On all sides were familiar horizons. From hereon out, whatever he did would not be
enough. Whatever they suffered, it would be deserved. He was coming back at least
one man short. Already he heard the insinuations, in the captain's cabin, and traded
freely amongst the men.

DeHaven had made a kind of burrow for himself, a hundred yards north of the camp.
He heard the voices, crawled out, managed a single, strangled cry. His feet were
in a bad way. He looked and sounded like a man catatonically drunk. He had lost his
goggles and was totally blind.

They set up the tent around him, stripped him naked, began to rub him all over, all
five of them, as hard as they could. Every now and then they dribbled a little rum
or hot tea into his mouth. They kept at it all evening and much of the night.

The next morning they carried him out in his bag and laid him on top of the sledge,
and tied him down. He was mumbling something, Morgan saw. He put his ear right up
against the lips.

Of course I will, Morgan answered him, in a knowing voice. That's exactly what I'll
do. Good and tight, he told Banes. We don't want him falling off.

Cabot and Banes laid the buffalo skin over him.

Let's try not to smother the man, Morgan said. If I can at all manage it, I intend
to bring him in alive.

That first day they were twelve hours under weigh, minus two hours for stoppages,
to rub the hands and feet again.

Don't listen to him, Morgan told them. It's for his own good.

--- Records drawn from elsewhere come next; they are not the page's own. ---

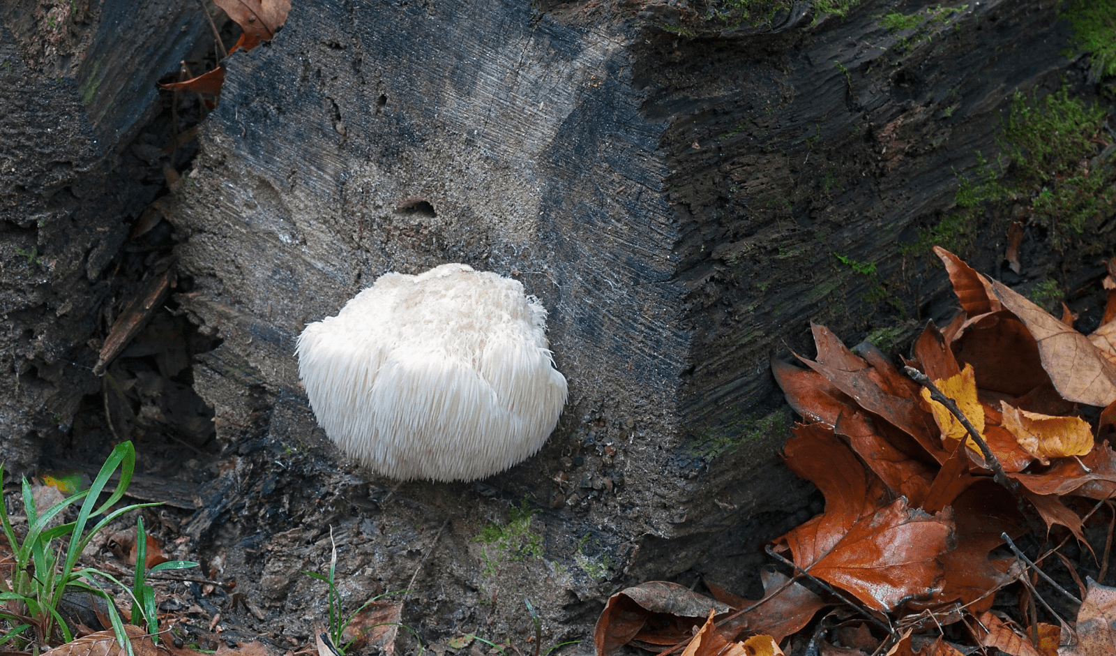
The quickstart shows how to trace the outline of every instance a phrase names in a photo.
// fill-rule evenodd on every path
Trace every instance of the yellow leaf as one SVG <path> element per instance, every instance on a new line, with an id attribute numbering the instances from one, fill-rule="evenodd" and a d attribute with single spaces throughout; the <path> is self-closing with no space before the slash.
<path id="1" fill-rule="evenodd" d="M 744 653 L 748 656 L 782 656 L 782 649 L 771 636 L 752 636 L 743 643 L 737 644 L 744 646 Z"/>
<path id="2" fill-rule="evenodd" d="M 1093 430 L 1080 417 L 1055 417 L 1029 413 L 1000 402 L 1003 427 L 1023 451 L 1050 464 L 1047 459 L 1085 455 L 1093 451 Z"/>
<path id="3" fill-rule="evenodd" d="M 972 365 L 965 365 L 965 368 L 955 376 L 934 380 L 934 385 L 942 390 L 942 394 L 956 402 L 958 408 L 961 409 L 961 413 L 965 415 L 969 423 L 983 437 L 984 408 L 977 401 L 977 375 L 973 373 Z M 934 413 L 934 421 L 937 422 L 937 427 L 942 431 L 942 443 L 946 448 L 952 448 L 959 441 L 966 438 L 965 445 L 973 450 L 973 452 L 980 453 L 980 446 L 977 445 L 972 437 L 969 437 L 969 431 L 953 416 L 953 413 L 949 408 L 930 398 L 930 390 L 925 387 L 922 389 L 922 398 L 930 406 L 931 412 Z"/>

They were twelve hours under weigh that day, and that night in the tent he could
see the men were in need of consolation. He trawled his mind and found nothing.
Yet often that day, even during the worst of it, he'd felt he was precisely where
he ought to be. Where the beach was flat, they found the tracks they'd made coming
south. It was a purpose-built road, that promised slick, easy pulling, all the way
back to the ship. The deep tracks, the flat course, the obstacles nicely navigated
– everything was tailor-made. All they had to do was slot themselves in.